Каратовский утверждал, что все отделения переживали такой же подъем и продолжали работать, и тогда я засомневался. Может, я ослеп? Может, я не понимаю их игры? Но вроде бы все было ясно, кто за кого, кто кого хочет купить и чем. Или ненависть слишком уж застит мне глаза, и я не верю, что после смерти главного сероликого подул новый ветер? Но какой, к чертям, ветер, если по сути ничего не менялось — в нескольких отделениях одновременно убили несколько ни в чем не повинных людей. Это была явная провокация. И на что надеяться дальше? На внезапную милость? Каратовский усмехнулся: «Постепенно. Все меняется постепенно. Очень верно ваши товарищи рассуждают — пока выходим работать, но если что, опять протест. А вы хотите все сломать мгновенно». Я замотал головой: «Нет, сейчас это, конечно, невозможно, но твердость позиции необходима даже для постепенных изменений». Окна недостроенного дома, где мы стояли, выходили почти на улицу, на квартал жилых домов. За колючей проволокой по улице шваркала бригада. Я присмотрелся и вместо фанерок, ватных масок, пустых глаз, стертых черт увидел лица. У кого-то — улыбающиеся, торжествующие, у кого-то — тревожные, но они были.
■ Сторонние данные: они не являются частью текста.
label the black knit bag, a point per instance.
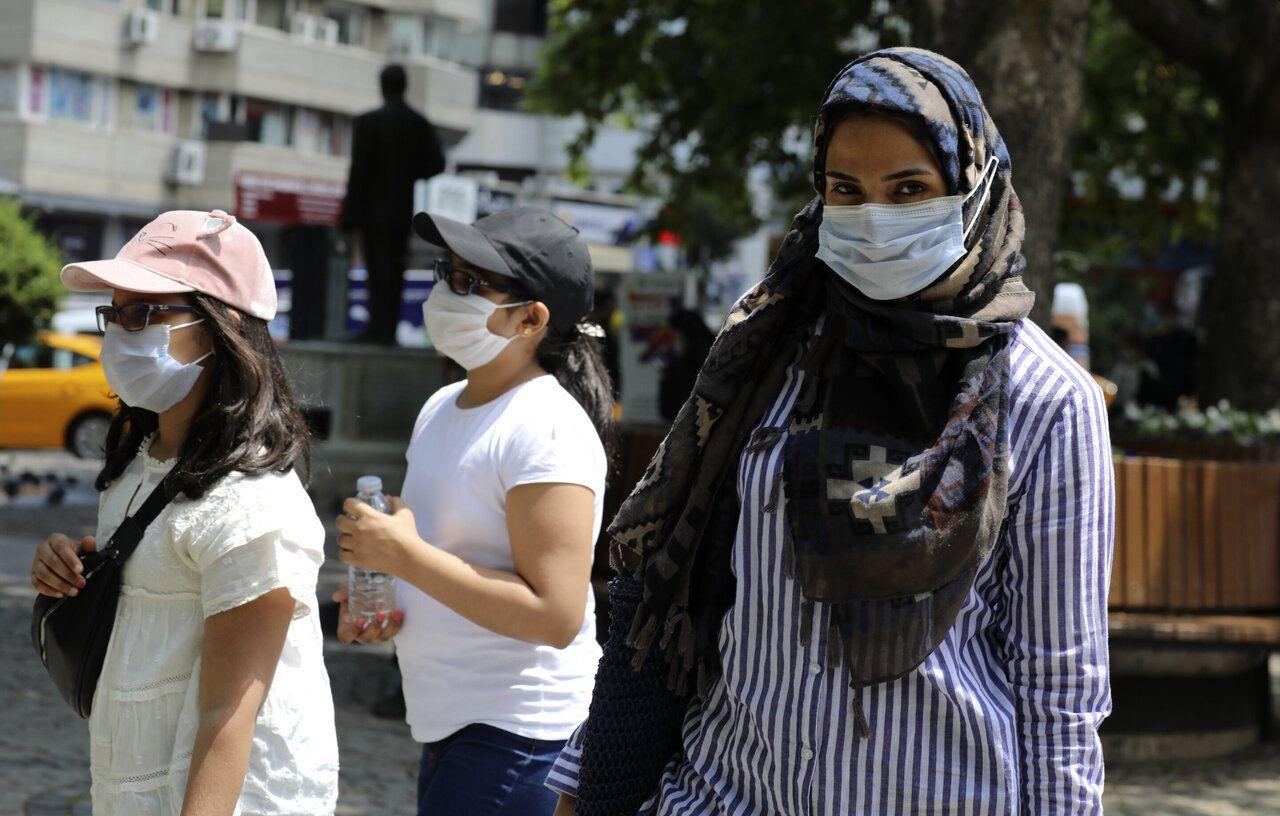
(634, 725)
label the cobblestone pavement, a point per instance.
(44, 747)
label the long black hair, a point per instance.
(250, 421)
(575, 360)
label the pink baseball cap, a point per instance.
(187, 251)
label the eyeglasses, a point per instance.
(462, 282)
(135, 316)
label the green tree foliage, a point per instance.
(718, 87)
(1150, 149)
(28, 275)
(1147, 174)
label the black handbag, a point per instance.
(71, 633)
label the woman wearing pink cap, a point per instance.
(213, 696)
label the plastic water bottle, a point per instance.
(370, 591)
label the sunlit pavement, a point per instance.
(44, 747)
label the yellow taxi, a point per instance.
(54, 394)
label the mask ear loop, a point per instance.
(987, 179)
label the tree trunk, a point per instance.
(1233, 45)
(1027, 58)
(1242, 354)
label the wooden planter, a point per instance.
(1197, 535)
(1179, 448)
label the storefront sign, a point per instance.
(452, 196)
(599, 224)
(287, 198)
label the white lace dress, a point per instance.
(243, 539)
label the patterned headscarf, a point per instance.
(895, 462)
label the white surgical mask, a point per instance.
(894, 251)
(457, 325)
(142, 372)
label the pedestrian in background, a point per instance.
(867, 571)
(502, 505)
(392, 147)
(690, 340)
(213, 696)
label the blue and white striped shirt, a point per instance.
(1000, 719)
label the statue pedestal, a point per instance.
(362, 402)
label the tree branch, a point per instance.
(1189, 32)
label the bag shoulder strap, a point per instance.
(128, 535)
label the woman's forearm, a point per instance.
(219, 761)
(496, 599)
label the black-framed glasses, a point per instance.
(462, 282)
(135, 316)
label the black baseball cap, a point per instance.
(543, 253)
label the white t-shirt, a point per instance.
(461, 464)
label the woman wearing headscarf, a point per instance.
(867, 569)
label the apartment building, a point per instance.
(114, 110)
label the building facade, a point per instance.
(115, 110)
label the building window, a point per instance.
(154, 109)
(10, 82)
(268, 123)
(520, 17)
(442, 39)
(502, 90)
(406, 33)
(71, 96)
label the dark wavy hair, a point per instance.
(575, 360)
(250, 421)
(577, 363)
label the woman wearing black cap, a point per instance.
(502, 504)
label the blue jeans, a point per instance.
(485, 771)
Бесстрастие и страшная, трупная блеклость пропали. Шли они совсем не в ногу, а, наоборот, даже вразнобой, расхлябанно и дерзко. Последним ковылял грузин с гитарой на плече. С тротуара за ними наблюдали мальчик, совсем уже подросток, и его отец, которого я встречал несколько раз на стройплощадке, где он числился, кажется, прорабом. Отец что-то говорил сыну, глядя на колонну, и я, конечно, не услышал, но смог прочитать по губам — он повторял «Всё по-другому, всё по-другому». Вохра не срывалась на гитариста и на вольный шаг и уныло брела по обочине. Может, и правы были комитетовцы — дул новый ветер, и следовало осторожно, не требуя многого, ловить его в свои паруса?
«Хорошо, я согласен, что пока забастовку можно притормозить», — сказал я, обернувшись к Каратовскому. Тот улыбнулся, хотя кулаки его сжались: «Я рад, что вы не сказали „волынку". Это их любимое слово, а я его ненавижу. Мы не волыним, а восстали и больше не согнемся». Дальше мы говорили о встрече партийцев из всех отделений, которую следовало провести со всеми предосторожностями. Тофри и другие женщины из Шестого узнали о демократах и захотели прислать делегаток. Эту встречу готовили несколько дней, пока однажды утренняя смена, явившись в стройзону, не заметила, что там нет ни одной бригады из Четвертого.